This paper proposes an indicator that integrates life expectancy with the demographic structure of the population for a given society. By doing this, we have a simple indicator of mortality and aging combined, which could be very useful for developed societies. As is widely known, life expectancy at birth is independent of the demographic structure of the population, and therefore is adequate for measuring overall mortality. However, it neglects to take into account the fact that as life expectancy increases society ages, and so looking at life expectancy alone can produce an overly optimistic view of the development process, especially if we pay attention to future sustainability.

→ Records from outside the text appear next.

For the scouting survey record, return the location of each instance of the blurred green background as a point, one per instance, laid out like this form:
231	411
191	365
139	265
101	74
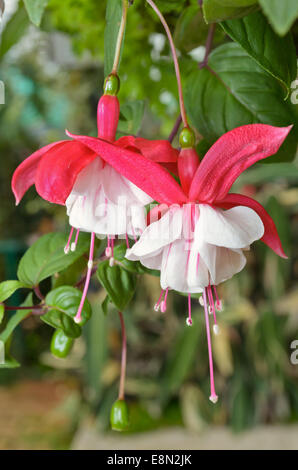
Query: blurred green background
53	78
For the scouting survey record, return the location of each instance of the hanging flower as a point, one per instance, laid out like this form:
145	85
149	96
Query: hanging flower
199	233
98	198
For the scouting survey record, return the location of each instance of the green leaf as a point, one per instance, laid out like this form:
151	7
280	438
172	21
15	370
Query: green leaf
258	39
46	257
113	19
63	303
2	311
119	284
14	30
131	116
19	316
7	288
35	10
280	13
235	91
219	10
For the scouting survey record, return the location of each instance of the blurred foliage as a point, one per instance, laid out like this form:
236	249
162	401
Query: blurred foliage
47	90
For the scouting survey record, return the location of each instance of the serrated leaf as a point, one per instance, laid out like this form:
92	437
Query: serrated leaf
17	318
119	284
113	19
235	91
35	10
63	303
280	13
7	288
131	116
258	39
218	10
46	257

Aging can in fact affect quality of life and sustainability in the long run. The indicators for aging are usually very crude, such as providing information on the share of the population who are 65 and over. We propose a simple indicator that integrates life expectancy at different ages, not only at birth, with the demographic structure of the population at a given point in time. The indicator has an intuitive interpretation in terms of the life potential, or biological capital, of society; and given that it is a weighted average, its changes can be easily decomposed into reductions in mortality (gains in life expectancy) and aging for different age intervals. Copyright Springer Science+Business Media B.V. 2013

Suggested Citation

  • Francisco Goerlich & Ángel Soler, 2013. "Life Potential as a Basic Demographic Indicator," Social Indicators Research: An International and Interdisciplinary Journal for Quality-of-Life Measurement, Springer, vol. 110(2), pages 537-548, January.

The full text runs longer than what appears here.